[ 
https://issues.apache.org/jira/browse/SPARK-19430?page=com.atlassian.jira.plugin.system.issuetabpanels:all-tabpanel
 ]

Sameer Agarwal updated SPARK-19430:
-----------------------------------
    Description: 
Spark throws an exception when trying to read external tables with VARCHAR 
columns if they're backed by ORC files that were written by Hive 1.2.1 (and 
possibly other versions of hive).

Steps to reproduce (credits to [~lian cheng]):

# Write an ORC table using Hive 1.2.1 with
   {noformat}
CREATE TABLE orc_varchar_test STORED AS ORC
AS SELECT CASTE('a' AS VARCHAR(10)) AS c0{noformat}
# Get the raw path of the written ORC file
# Create an external table pointing to this file and read the table using Spark
  {noformat}
val path = "/tmp/orc_varchar_test"
sql(s"create external table if not exists test (c0 varchar(10)) stored as orc 
location '$path'")
spark.table("test").show(){noformat}

The problem here is that the metadata in the ORC file written by Hive is 
different from those written by Spark.

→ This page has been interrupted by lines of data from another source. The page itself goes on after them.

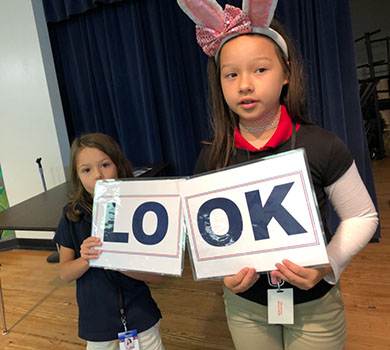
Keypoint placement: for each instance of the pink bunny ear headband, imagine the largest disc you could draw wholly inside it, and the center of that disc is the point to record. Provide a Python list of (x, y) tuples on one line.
[(215, 26)]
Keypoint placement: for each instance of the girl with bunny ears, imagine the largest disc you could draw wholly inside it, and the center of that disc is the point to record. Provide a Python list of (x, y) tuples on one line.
[(259, 109)]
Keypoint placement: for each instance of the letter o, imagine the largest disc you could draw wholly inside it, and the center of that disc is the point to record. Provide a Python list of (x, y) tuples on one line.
[(162, 223), (234, 217)]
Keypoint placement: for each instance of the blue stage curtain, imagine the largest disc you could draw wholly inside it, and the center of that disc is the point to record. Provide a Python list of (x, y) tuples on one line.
[(132, 69)]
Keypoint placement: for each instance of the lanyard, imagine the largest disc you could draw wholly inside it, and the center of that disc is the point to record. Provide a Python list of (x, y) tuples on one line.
[(120, 300)]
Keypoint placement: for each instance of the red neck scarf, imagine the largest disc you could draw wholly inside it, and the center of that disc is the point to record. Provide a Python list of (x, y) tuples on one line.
[(281, 134)]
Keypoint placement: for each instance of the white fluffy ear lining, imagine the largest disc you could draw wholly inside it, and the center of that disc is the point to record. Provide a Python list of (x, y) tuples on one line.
[(206, 12), (260, 12)]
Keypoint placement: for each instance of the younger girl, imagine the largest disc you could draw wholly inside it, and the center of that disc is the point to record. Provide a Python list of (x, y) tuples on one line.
[(258, 100), (96, 157)]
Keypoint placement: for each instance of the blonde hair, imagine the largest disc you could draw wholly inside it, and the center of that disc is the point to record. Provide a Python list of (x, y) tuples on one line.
[(77, 193)]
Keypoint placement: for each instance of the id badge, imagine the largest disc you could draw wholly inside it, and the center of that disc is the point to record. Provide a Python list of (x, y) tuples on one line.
[(280, 306), (128, 340)]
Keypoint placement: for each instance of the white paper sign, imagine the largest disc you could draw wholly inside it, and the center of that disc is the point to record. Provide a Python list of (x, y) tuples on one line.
[(140, 223), (253, 215)]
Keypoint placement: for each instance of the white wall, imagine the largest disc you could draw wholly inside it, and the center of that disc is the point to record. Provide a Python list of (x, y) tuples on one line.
[(31, 119)]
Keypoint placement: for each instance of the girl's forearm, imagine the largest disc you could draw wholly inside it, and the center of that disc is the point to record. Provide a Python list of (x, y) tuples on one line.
[(73, 269)]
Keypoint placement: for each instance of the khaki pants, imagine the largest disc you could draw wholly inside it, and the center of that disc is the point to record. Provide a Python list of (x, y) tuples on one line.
[(148, 340), (318, 324)]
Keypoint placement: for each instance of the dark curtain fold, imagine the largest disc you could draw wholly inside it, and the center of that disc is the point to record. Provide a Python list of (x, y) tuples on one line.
[(132, 69)]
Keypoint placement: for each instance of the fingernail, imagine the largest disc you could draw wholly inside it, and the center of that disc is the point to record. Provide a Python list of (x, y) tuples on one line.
[(274, 279)]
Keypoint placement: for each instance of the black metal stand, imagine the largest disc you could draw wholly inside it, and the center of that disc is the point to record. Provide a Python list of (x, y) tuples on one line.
[(370, 103)]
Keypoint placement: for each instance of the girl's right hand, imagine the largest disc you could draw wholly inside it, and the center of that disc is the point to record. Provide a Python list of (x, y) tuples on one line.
[(87, 250), (241, 281)]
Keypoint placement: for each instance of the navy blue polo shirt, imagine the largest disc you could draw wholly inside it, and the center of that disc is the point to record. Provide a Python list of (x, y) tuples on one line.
[(97, 296)]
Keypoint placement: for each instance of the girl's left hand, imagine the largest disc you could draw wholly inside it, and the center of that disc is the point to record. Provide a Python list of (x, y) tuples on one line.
[(302, 277)]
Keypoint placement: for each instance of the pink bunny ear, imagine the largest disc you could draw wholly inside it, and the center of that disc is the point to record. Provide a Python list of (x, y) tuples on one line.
[(260, 12), (206, 12)]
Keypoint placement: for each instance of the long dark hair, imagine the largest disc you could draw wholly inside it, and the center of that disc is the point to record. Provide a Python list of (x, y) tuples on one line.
[(77, 192), (224, 121)]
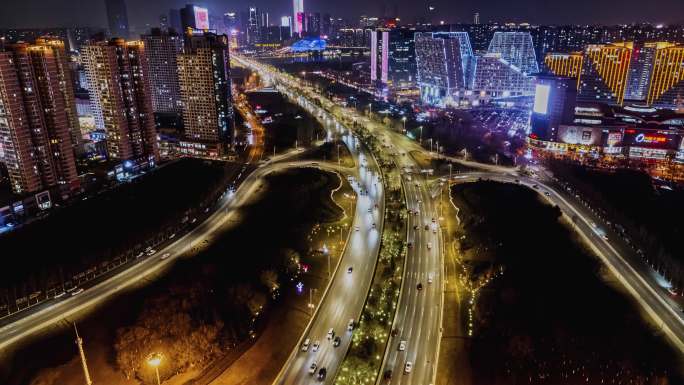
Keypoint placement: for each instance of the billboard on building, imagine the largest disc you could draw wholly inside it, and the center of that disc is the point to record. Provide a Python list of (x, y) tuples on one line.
[(541, 99), (201, 17), (586, 136)]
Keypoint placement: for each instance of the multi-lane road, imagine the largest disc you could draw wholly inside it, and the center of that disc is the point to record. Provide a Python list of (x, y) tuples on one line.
[(417, 324), (346, 293)]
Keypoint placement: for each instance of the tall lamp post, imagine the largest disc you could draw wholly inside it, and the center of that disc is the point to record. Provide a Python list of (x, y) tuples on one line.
[(154, 360)]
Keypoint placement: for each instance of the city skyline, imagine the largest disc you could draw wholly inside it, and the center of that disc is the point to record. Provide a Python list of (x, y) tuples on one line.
[(62, 13)]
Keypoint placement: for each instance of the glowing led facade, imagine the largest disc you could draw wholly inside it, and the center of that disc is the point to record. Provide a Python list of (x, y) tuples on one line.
[(379, 56), (444, 62), (517, 49), (298, 13), (497, 78), (35, 140), (566, 65), (203, 74), (667, 81), (120, 95), (604, 73)]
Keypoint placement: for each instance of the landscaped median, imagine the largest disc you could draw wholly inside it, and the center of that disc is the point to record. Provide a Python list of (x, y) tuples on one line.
[(364, 358)]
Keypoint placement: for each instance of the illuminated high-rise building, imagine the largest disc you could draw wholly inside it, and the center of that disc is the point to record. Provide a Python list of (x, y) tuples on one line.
[(204, 78), (121, 98), (117, 17), (298, 15), (194, 17), (604, 73), (379, 56), (497, 78), (667, 81), (66, 86), (640, 70), (517, 49), (162, 49), (35, 138), (444, 62), (565, 64)]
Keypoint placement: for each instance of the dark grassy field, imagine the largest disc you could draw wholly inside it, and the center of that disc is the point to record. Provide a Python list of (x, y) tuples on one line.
[(550, 317), (215, 287)]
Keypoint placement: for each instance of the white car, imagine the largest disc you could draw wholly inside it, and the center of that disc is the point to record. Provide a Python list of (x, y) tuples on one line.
[(350, 325)]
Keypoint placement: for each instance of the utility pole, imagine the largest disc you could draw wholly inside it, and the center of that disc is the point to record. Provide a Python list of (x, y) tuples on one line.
[(79, 343)]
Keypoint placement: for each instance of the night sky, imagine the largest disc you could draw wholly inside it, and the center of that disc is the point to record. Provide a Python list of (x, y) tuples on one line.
[(142, 13)]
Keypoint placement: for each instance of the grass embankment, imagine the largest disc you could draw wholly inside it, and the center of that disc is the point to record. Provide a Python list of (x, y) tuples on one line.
[(541, 309)]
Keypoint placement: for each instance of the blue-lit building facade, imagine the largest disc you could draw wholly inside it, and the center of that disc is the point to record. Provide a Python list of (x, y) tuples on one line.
[(561, 126), (444, 63)]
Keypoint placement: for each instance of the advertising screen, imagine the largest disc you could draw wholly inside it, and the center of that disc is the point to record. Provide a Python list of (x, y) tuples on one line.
[(541, 99), (651, 139), (201, 18)]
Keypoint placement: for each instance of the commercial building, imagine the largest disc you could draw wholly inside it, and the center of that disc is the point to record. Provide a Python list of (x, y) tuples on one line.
[(667, 80), (204, 79), (402, 59), (496, 78), (444, 64), (379, 57), (121, 99), (650, 73), (517, 49), (298, 16), (562, 126), (162, 50), (117, 18), (194, 17), (554, 104), (35, 131)]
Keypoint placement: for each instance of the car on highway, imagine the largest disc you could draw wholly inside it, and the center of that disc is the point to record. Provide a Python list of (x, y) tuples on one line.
[(321, 374)]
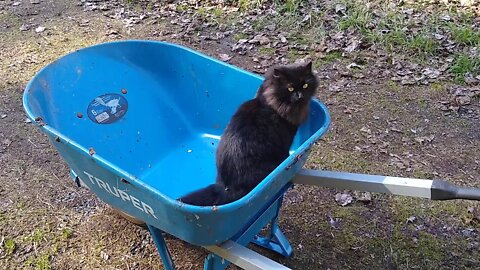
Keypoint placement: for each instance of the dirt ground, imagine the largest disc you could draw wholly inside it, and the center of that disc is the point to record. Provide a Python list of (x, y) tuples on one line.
[(379, 126)]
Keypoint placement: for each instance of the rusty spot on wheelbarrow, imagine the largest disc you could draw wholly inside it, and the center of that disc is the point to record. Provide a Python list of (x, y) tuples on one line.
[(39, 121)]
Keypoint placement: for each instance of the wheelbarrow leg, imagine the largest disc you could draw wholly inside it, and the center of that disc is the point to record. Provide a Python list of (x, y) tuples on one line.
[(275, 240), (161, 247)]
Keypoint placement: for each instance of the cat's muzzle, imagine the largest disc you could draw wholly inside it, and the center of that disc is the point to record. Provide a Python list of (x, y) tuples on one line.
[(296, 96)]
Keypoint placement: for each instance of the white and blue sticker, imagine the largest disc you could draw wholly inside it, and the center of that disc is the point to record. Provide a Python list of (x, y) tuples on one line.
[(108, 108)]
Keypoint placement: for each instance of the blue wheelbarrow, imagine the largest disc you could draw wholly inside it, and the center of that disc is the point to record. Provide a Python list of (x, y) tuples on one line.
[(138, 123)]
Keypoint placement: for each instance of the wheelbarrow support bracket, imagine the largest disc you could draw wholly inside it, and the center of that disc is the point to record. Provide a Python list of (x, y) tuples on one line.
[(430, 189), (244, 257)]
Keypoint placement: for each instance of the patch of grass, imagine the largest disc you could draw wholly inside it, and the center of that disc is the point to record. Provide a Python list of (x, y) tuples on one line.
[(394, 39), (357, 17), (217, 12), (239, 36), (9, 246), (245, 5), (266, 50), (332, 56), (66, 233), (43, 262), (260, 23), (465, 35), (288, 6), (438, 87), (423, 45), (464, 64), (201, 11), (182, 7)]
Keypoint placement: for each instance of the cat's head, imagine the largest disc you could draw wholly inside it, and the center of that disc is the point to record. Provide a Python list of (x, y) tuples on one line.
[(289, 88), (291, 84)]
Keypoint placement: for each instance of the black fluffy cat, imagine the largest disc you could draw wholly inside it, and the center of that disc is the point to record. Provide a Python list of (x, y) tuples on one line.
[(259, 135)]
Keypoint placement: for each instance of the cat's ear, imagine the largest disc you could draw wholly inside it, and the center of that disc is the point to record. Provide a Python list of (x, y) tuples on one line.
[(277, 72), (308, 65)]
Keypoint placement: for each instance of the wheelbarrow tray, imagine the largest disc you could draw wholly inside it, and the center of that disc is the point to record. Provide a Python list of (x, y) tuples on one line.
[(156, 141)]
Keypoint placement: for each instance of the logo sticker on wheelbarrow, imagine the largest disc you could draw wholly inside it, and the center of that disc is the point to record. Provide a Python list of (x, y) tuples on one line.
[(107, 108)]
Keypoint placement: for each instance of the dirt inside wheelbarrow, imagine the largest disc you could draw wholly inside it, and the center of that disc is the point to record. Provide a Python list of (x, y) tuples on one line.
[(380, 124)]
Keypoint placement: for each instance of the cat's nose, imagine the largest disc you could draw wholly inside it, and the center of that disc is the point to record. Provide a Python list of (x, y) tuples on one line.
[(298, 95)]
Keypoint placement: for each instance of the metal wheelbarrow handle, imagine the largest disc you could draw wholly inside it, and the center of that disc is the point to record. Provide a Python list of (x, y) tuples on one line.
[(431, 189)]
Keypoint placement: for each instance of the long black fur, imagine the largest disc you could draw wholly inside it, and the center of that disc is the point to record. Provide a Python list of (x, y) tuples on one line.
[(259, 135)]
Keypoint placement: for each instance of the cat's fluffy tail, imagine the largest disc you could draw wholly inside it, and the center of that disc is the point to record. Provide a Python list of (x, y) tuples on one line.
[(214, 194)]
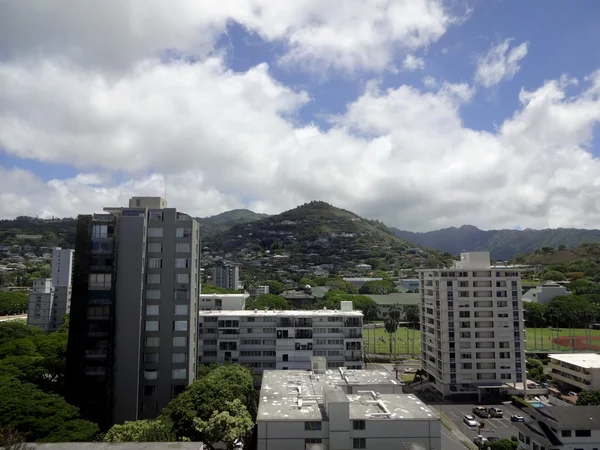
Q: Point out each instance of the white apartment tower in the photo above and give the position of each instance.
(62, 266)
(472, 327)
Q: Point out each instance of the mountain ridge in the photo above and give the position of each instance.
(503, 244)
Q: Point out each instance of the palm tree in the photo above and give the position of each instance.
(391, 326)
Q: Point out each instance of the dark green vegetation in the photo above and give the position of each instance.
(318, 233)
(32, 366)
(502, 244)
(13, 303)
(216, 224)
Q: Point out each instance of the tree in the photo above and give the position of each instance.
(229, 425)
(140, 431)
(553, 275)
(591, 397)
(377, 287)
(211, 392)
(275, 287)
(269, 301)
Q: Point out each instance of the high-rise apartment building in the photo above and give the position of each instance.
(132, 337)
(226, 276)
(472, 329)
(284, 340)
(62, 266)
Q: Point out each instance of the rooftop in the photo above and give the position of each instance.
(585, 360)
(285, 313)
(300, 395)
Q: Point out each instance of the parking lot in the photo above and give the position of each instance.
(502, 428)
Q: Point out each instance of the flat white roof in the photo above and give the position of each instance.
(585, 360)
(286, 313)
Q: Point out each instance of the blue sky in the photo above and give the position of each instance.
(421, 113)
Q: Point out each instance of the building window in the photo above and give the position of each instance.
(179, 374)
(359, 425)
(153, 278)
(150, 391)
(154, 232)
(154, 263)
(179, 357)
(179, 341)
(151, 325)
(180, 325)
(183, 278)
(181, 294)
(359, 443)
(313, 425)
(182, 263)
(151, 374)
(151, 358)
(183, 232)
(181, 310)
(152, 341)
(155, 247)
(182, 247)
(99, 281)
(152, 294)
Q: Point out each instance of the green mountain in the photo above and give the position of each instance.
(502, 244)
(318, 233)
(221, 222)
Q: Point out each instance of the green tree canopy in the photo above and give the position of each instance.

We can inspect the ORC file written 
above:
{noformat}
$ hive --orcfiledump 
file:///Users/lian/local/var/lib/hive/warehouse_1.2.1/orc_varchar_test/000000_0
Structure for 
file:///Users/lian/local/var/lib/hive/warehouse_1.2.1/orc_varchar_test/000000_0
File Version: 0.12 with HIVE_8732
Rows: 1
Compression: ZLIB
Compression size: 262144
Type: struct<_col0:varchar(10)>       <----
...
{noformat}
On the other hand, if you create an ORC table using the same DDL and inspect 
the written ORC file, you'll see:
{noformat}
...
Type: struct<c0:string>
...
{noformat}

Note that all tests are done with {{spark.sql.hive.convertMetastoreOrc}} set to 
{{false}}, which is the default case.

I've verified that Spark 1.6.x, 2.0.x and 2.1.x all fail with instances of the 
following error:

{code}
java.lang.ClassCastException: 
org.apache.hadoop.hive.serde2.io.HiveVarcharWritable cannot be cast to 
org.apache.hadoop.io.Text
    at 
org.apache.hadoop.hive.serde2.objectinspector.primitive.WritableStringObjectInspector.getPrimitiveWritableObject(WritableStringObjectInspector.java:41)
    at 
org.apache.spark.sql.hive.HiveInspectors$$anonfun$unwrapperFor$23.apply(HiveInspectors.scala:529)
    at 
org.apache.spark.sql.hive.HadoopTableReader$$anonfun$14$$anonfun$apply$15.apply(TableReader.scala:419)
    at 
org.apache.spark.sql.hive.HadoopTableReader$$anonfun$14$$anonfun$apply$15.apply(TableReader.scala:419)
    at 
org.apache.spark.sql.hive.HadoopTableReader$$anonfun$fillObject$2.apply(TableReader.scala:435)
    at 
org.apache.spark.sql.hive.HadoopTableReader$$anonfun$fillObject$2.apply(TableReader.scala:426)
    at scala.collection.Iterator$$anon$11.next(Iterator.scala:328)
    at scala.collection.Iterator$$anon$11.next(Iterator.scala:328)
    at 
org.apache.spark.sql.catalyst.expressions.GeneratedClass$GeneratedIterator.agg_doAggregateWithKeys$(Unknown
 Source)
    at 
org.apache.spark.sql.catalyst.expressions.GeneratedClass$GeneratedIterator.processNext(Unknown
 Source)
    at 
org.apache.spark.sql.execution.BufferedRowIterator.hasNext(BufferedRowIterator.java:43)
    at 
org.apache.spark.sql.execution.WholeStageCodegenExec$$anonfun$8$$anon$1.hasNext(WholeStageCodegenExec.scala:377)
    at scala.collection.Iterator$$anon$11.hasNext(Iterator.scala:327)
    at 
org.apache.spark.shuffle.sort.BypassMergeSortShuffleWriter.write(BypassMergeSortShuffleWriter.java:126)
    at 
org.apache.spark.scheduler.ShuffleMapTask.runTask(ShuffleMapTask.scala:96)
    at 
org.apache.spark.scheduler.ShuffleMapTask.runTask(ShuffleMapTask.scala:53)
    at org.apache.spark.scheduler.Task.run(Task.scala:99)
    at org.apache.spark.executor.Executor$TaskRunner.run(Executor.scala:322)
    at 
java.util.concurrent.ThreadPoolExecutor.runWorker(ThreadPoolExecutor.java:1142)
    at 
java.util.concurrent.ThreadPoolExecutor$Worker.run(ThreadPoolExecutor.java:617)
    at java.lang.Thread.run(Thread.java:745)
{code}

  was:
Spark throws an exception when trying to read external tables with VARCHAR 
columns if they're backed by ORC files that were written by Hive 1.2.1.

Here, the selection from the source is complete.